A disturbing look at hockey family’s breakup

Steve Simmons

Watching Tom Jefferson on late night TV talking about the physical and psychological abuse he endured at age 13 was almost as difficult as reading about it first.

In the summer of 2000, Tom accompanied his older brother, Mike, to a summer getaway with Mike’s hockey coach and a bunch of older players. The venue was the cottage of Mike’s junior coach, David Frost, and the description of the goings-on is cringe inducing, to say the least.

Veteran sports journalist Steve Simmons describes the event in a totally engrossing and quite disturbing new book, The Lost Dream: The Story of Mike Danton, David Frost and a Broken Canadian Family (Viking Canada).

In two weeks, Tom’s life was changed forever. He admits to Simmons he no longer trusts anyone, he’s always antsy and feels his life was ruined.

If that’s what could happen to a youngster exposed for only two weeks to the environment fashioned by Frost, what about someone who was immersed in it for years?

Tom’s older brother, Mike, was under Frost’s spell for years and, like a member of a cult, can’t seem to let it go.

Danton, who changed his name from Jefferson to sever all ties to his family, was convicted in the United States for hiring someone to kill Frost, his former coach and agent. Though he spent five years in jail for the offence, Danton subsequently contended it was really his father, Steve, he had contracted to have killed – even though Steve was not in the United States at the time and the “hit man” was given a photo of Frost to identify the victim.

Simmons traces the Danton saga from his days as a hardworking teen hockey star in Brampton, Ont., and Toronto to his inclusion in a talented clique of hockey players held by some strange power in Frost’s sway.

Readers will be exposed to the world of minor hockey and the progression of players all the way to the NHL.

Drafted by the New Jersey Devils, Danton was traded to St. Louis and was in the midst of a playoff run in 2004 when he was frantically trying to arrange Frost’s murder.

Particularly revealing in the book is the close-knit, almost incestuous, relationships between prominent hockey personalities. Frost, for instance, was married to a woman whose father was the former director of NHL officiating. Bob Goodenow, who went on to head the National Hockey League Players’ Association, was Frost’s unofficial assistant coach with the Young Nationals and was instrumental in getting him certified as a player agent – even after Jefferson’s weeks in hell were revealed.

Mike Gillis, for whom Frost worked as a “bird dog,” finding players, was brought on to serve as Danton’s agent. He’s now the general manager of the Vancouver Canucks.

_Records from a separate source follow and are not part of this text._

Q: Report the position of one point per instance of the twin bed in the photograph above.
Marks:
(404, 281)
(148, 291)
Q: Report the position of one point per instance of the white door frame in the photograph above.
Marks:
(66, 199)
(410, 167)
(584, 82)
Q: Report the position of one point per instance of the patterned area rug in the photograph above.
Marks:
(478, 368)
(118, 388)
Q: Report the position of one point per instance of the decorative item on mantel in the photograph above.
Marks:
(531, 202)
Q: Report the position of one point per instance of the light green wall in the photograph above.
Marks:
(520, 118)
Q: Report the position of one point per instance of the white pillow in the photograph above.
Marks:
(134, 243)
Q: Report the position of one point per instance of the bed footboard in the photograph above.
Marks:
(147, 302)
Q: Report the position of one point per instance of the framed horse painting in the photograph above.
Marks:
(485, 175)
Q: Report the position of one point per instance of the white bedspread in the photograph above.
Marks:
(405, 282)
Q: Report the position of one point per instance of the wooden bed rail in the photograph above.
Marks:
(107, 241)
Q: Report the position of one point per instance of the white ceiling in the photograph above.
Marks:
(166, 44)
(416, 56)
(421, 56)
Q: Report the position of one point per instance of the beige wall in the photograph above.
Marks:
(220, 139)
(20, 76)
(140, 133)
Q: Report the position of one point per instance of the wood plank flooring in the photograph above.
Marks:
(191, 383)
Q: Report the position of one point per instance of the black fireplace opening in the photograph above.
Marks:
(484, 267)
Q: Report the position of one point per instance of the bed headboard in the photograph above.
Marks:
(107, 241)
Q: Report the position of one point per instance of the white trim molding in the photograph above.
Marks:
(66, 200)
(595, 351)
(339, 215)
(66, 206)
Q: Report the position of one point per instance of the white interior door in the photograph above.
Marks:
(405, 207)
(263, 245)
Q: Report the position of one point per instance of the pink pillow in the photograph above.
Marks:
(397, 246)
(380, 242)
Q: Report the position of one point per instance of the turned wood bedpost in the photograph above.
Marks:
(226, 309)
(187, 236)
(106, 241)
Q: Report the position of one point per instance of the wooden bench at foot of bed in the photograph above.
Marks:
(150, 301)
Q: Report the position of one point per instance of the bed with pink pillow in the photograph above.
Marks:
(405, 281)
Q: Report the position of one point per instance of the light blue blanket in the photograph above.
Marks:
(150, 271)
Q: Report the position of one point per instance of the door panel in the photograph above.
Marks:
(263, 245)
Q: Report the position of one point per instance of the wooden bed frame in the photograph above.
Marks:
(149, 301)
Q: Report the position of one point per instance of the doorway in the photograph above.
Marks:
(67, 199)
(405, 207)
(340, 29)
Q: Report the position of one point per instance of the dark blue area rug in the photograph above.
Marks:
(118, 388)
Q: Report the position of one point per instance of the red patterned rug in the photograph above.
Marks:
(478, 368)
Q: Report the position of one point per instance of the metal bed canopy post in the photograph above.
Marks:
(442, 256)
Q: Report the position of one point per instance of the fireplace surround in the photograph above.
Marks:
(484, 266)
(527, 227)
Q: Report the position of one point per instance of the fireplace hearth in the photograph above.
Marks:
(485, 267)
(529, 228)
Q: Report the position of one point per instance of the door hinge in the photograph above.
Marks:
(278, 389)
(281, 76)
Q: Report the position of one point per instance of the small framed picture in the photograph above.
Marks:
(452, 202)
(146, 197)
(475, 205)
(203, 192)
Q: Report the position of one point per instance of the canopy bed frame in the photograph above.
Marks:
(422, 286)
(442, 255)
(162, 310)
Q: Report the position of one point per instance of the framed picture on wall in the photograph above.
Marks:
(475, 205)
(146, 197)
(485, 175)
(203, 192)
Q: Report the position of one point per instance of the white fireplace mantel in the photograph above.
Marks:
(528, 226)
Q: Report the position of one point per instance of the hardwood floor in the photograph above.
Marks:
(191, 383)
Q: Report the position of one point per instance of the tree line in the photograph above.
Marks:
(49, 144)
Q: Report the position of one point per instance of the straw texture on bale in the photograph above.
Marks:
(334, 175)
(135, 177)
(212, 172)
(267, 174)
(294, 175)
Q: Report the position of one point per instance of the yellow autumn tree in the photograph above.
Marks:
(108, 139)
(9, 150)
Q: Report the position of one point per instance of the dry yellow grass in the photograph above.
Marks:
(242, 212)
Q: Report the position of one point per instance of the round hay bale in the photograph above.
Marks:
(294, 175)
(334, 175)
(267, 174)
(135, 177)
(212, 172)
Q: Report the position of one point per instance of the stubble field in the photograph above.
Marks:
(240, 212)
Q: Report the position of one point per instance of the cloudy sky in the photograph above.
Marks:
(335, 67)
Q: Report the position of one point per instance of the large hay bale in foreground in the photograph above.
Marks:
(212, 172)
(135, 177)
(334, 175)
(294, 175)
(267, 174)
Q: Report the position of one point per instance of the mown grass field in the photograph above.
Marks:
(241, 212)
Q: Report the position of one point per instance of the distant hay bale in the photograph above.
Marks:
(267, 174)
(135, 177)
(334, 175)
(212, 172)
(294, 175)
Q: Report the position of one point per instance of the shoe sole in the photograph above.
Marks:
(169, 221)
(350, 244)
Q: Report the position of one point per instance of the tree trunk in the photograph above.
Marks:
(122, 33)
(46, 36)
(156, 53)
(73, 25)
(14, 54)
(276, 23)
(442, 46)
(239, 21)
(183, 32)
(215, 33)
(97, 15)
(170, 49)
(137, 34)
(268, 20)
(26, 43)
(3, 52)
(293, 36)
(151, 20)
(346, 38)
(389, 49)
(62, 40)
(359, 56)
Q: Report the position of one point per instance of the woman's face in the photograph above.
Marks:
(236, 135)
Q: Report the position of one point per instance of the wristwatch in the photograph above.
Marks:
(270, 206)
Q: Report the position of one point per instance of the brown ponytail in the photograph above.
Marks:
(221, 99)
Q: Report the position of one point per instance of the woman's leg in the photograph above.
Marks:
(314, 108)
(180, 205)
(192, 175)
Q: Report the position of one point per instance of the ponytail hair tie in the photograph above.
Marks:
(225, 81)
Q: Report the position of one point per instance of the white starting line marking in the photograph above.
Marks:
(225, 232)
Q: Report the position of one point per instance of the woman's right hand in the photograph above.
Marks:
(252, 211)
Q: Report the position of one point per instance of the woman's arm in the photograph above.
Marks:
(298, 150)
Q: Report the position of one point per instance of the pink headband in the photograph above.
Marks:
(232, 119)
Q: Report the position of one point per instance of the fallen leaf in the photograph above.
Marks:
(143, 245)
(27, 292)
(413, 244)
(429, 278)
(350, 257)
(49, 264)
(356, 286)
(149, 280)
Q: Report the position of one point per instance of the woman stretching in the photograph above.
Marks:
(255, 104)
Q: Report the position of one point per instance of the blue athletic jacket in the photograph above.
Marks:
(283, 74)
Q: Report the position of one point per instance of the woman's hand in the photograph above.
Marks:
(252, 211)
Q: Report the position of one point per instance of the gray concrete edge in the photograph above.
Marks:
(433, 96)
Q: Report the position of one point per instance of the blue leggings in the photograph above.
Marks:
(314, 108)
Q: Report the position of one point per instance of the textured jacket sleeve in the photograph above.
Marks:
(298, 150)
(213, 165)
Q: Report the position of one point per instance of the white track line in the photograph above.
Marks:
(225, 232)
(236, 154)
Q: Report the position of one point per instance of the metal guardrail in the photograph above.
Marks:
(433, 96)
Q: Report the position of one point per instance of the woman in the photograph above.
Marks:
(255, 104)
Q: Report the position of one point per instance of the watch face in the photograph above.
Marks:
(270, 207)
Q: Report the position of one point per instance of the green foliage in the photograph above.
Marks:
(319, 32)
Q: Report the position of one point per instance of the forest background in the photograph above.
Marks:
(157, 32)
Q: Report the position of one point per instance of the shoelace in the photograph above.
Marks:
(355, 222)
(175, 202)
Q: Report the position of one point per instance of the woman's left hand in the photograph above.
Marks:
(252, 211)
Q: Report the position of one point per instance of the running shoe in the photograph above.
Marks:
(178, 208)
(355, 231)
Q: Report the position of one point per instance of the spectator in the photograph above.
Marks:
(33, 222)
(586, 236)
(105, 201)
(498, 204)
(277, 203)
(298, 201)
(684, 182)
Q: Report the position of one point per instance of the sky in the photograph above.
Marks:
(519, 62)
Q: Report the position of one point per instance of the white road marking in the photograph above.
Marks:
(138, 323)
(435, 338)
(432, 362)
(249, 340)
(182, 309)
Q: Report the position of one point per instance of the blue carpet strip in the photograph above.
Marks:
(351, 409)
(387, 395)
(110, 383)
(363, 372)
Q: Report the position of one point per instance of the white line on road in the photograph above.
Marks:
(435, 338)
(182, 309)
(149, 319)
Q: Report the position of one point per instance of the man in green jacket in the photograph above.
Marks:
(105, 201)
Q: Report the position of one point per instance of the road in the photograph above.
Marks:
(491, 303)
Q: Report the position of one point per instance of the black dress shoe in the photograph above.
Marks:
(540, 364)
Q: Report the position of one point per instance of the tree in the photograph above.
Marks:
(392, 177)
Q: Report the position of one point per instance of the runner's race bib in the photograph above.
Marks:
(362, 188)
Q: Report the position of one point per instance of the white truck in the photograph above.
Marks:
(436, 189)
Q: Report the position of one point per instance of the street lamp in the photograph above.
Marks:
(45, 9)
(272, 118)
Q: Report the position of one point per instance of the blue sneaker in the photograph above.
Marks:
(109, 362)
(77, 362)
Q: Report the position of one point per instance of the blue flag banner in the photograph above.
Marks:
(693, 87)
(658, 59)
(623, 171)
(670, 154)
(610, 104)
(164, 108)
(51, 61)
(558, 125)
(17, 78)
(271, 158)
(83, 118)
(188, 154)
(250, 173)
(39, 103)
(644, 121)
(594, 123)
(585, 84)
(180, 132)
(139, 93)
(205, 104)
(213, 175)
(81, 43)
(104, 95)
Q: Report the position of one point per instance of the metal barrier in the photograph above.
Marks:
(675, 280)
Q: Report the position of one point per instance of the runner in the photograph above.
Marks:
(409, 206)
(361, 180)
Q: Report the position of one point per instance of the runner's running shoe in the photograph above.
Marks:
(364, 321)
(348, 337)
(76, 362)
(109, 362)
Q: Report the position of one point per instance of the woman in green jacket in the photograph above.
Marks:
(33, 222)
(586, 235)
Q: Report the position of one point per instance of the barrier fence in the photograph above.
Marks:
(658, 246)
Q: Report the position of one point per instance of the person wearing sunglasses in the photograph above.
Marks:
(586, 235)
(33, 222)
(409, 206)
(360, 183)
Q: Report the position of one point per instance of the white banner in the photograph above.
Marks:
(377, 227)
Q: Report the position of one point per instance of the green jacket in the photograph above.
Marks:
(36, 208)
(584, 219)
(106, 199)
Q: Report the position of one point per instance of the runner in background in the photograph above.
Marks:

Bill Wirtz, the late owner of the Chicago Blackhawks, wrote a letter to the NHL and the players’ association asking how someone like Frost could be certified as an agent after being vetted by the players’ organization.

Sheldon Keefe, who as a young man was part of the Frost entourage, now coaches a successful Tier II junior team in Pembroke. And so on…

While the description of minor hockey and the pro ranks is revealing, Simmons is most effective in describing the way Danton’s infatuation with Frost broke up the Jefferson family, causing immense pain and a sense of loss.

The story is about more than hockey and abuse of players, Simmons said. “It’s about control and how a guy ‘kidnapped’ a kid.”

Steve, Sue and Tom Jefferson are primary sources for the book; Simmons admits Danton refused to speak to him.

The family, particularly Steve, got caught up in the pursuit of the NHL dream and let pass incidents that should have ended their son’s association with Frost.

“I think the mother saw everything, but wasn’t a strong enough person to do what she needed to do,” Simmons said. “She probably can’t get through a day without crying.”

Does the hockey world share some of the blame for allowing Frost to rise to prominence while exercising unnatural control over his players? At St. Michael’s Majors, for instance, management saw that Frost was creating a poisonous atmosphere on the team, controlling the play on the ice of four of his Brampton-area players. Feeling they were losing control of the team, management traded Frost’s players elsewhere.

“Can you blame them?” asks Simmons. “They were doing the best for their own interests.”

 Ultimately, it’s up to parents to be their son’s most aggressive advocate, he said. “If you’re a parent with a child in high level sport, it’s your responsibility to know the coach and what is going on.

“That’s true in other sports, too. You have to know who is the coach, what’s he doing with your child and is your child changing.”

What happened to the Jefferson family, the estrangement of Frost’s wife from her parents, “is not natural,” said Simmons, “That’s not hockey. That’s the weirdness of this group.”

So what has become of the book’s protagonists?

Tom Jefferson lives with his parents in Brampton – their attempts at contacting Danton have been repeatedly rebuffed. Frost has taken his wife’s maiden name and splits his time between California and Ontario. Danton, after being released from prison, studied psychology at Saint Mary’s University in Halifax and played on the school’s varsity hockey team. He’s now in Sweden, playing third-division hockey, the lowest level of the pro sport.

And, according to Simmons’ sources, he’s still in contact with Frost.